Circumspection in using automated measures: Talker gender and addressee affect error rates for adult speech detection in the Language ENvironment Analysis (LENA) system
Deaf and Hard of Hearing,Typically Developing
Lehet, Arjmandi, Houston, Dilley
Behavior Research Methods
Automatic
speech processing devices have become popular for quantifying amounts of
ambient language input to children in their home environments.
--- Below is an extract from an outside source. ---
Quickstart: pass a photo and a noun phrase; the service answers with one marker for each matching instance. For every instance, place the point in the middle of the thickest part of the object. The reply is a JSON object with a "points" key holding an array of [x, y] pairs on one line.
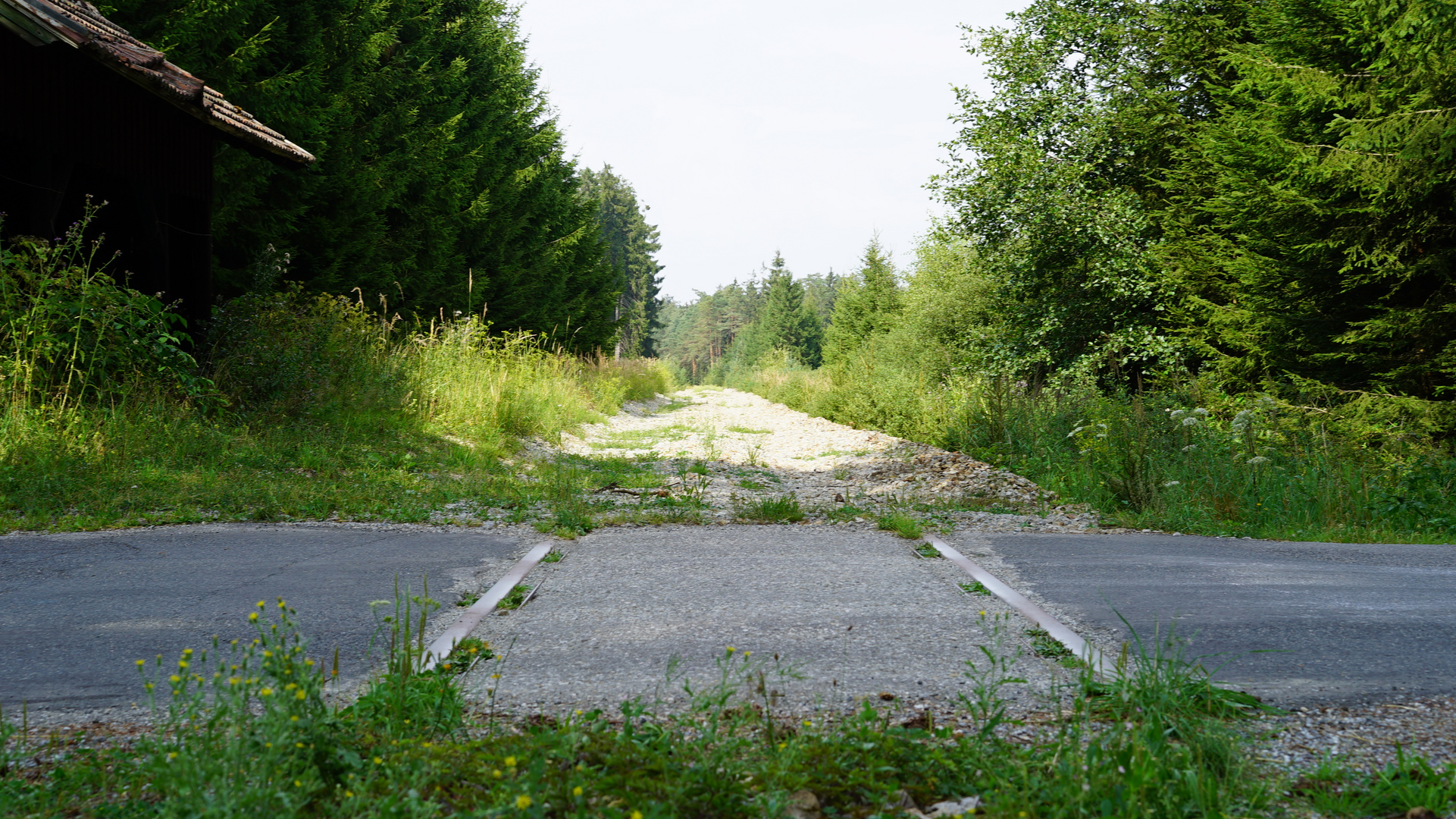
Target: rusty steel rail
{"points": [[1054, 627], [472, 617]]}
We assessed
error rates for language input estimates for the Language ENvironment
Analysis (LENA) audio processing system, asking whether error rates differed
as a function of adult talkers’ gender and whether they were speaking to
children or adults. Audio was sampled from within LENA recordings from 23
families with children aged 4–34 months. Human coders identified
vocalizations by adults and children, counted intelligible words, and
determined whether adults’ speech was addressed to children or adults. LENA’s
classification accuracy was assessed by parceling audio into 100-ms frames
and comparing, for each frame, human and LENA classifications. LENA correctly
classified adult speech 67% of the time across families (average false
negative rate: 33%). LENA’s adult word count showed a mean +47% error
relative to human counts. Classification and Adult Word Count error rates
were significantly affected by talkers’ gender and whether speech was
addressed to a child or an adult. The largest systematic errors occurred when
adult females addressed children. Results show LENA’s classifications and
Adult Word Count entailed random – and sometimes large – errors across
recordings, as well as systematic errors as a function of talker gender and
addressee. Due to systematic and sometimes high error in estimates of amount
of adult language input, relying on this metric alone may lead to invalid
clinical and/or research conclusions. Further validation studies and
circumspect usage of LENA are warranted.